# Rye Starter (For Bread)



## BGKYSmoker (Apr 19, 2021)

Said goodbye to a couple of my starters so i can make a rye starter.

I use Bobs red mill AP and rye. For my bread i use RM Artisan flour
Others i use King Arthur whole wheat, white whole wheat and bread flour

I made this rye 24 hours ago.







Discard and saved 75g in a new jar.
Added 50g rye and 50g unbleached AP and 115g, 80* filtered water.


----------



## PPG1 (Apr 19, 2021)

From your Headline (Rye Starter) I got excited and though we were getting a new "Shine Recipe".  LOL


----------



## BrianGSDTexoma (Apr 20, 2021)

Looking good.  I did a rye last week.  That yeast loves that stuff!  I am going to start using just dried now and see how that goes.  I just don't bake much and only takes couple days to get ready.


----------



## HalfSmoked (Apr 20, 2021)

Looking good must be that warm Florida air.

Warren


----------



## BGKYSmoker (Apr 20, 2021)

Heard a flop tink.

Took the glass lid right off.

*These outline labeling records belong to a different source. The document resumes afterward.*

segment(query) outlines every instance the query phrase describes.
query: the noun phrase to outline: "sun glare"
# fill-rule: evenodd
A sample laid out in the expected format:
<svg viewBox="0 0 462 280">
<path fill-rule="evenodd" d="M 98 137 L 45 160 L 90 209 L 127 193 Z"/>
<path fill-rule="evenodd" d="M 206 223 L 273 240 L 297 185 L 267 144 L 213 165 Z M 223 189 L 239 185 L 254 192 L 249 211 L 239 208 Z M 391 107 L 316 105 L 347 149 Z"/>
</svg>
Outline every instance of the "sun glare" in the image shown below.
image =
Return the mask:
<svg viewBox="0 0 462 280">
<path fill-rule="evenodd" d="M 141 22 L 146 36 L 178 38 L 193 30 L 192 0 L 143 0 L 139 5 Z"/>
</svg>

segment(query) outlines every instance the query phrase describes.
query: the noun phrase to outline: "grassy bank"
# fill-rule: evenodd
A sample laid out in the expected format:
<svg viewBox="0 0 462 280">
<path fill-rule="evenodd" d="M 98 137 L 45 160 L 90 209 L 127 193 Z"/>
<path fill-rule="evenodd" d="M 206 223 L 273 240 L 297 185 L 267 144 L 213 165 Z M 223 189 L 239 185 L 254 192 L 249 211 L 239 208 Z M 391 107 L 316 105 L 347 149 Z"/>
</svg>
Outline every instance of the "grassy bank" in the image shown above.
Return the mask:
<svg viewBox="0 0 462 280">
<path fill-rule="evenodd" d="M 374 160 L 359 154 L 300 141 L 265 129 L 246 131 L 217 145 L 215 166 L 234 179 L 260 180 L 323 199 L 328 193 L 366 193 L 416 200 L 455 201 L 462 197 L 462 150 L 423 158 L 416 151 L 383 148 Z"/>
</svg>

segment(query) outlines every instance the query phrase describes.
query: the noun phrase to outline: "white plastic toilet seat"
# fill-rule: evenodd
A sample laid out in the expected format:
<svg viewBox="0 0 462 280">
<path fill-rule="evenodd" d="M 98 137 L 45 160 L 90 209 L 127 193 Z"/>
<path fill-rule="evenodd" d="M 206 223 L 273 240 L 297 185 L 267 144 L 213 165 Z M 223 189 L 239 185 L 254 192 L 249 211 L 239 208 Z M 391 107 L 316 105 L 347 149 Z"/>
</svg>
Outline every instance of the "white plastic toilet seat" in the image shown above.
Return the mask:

Have a bowl under it now.

Volcano.


----------



## HalfSmoked (Apr 20, 2021)

Rye whiskey rye whiskey.    

Warren


----------



## BGKYSmoker (Apr 20, 2021)

HalfSmoked said:


> Rye whiskey rye whiskey.
> 
> Warren


I almost ryed in my beer.


----------



## BGKYSmoker (Apr 20, 2021)

Doing a second jar.
This time some cheesecloth to see how much wild yeast it can pick up.


----------



## HalfSmoked (Apr 20, 2021)

Thanks for the like PPG1 it is appreciated.

Warren


----------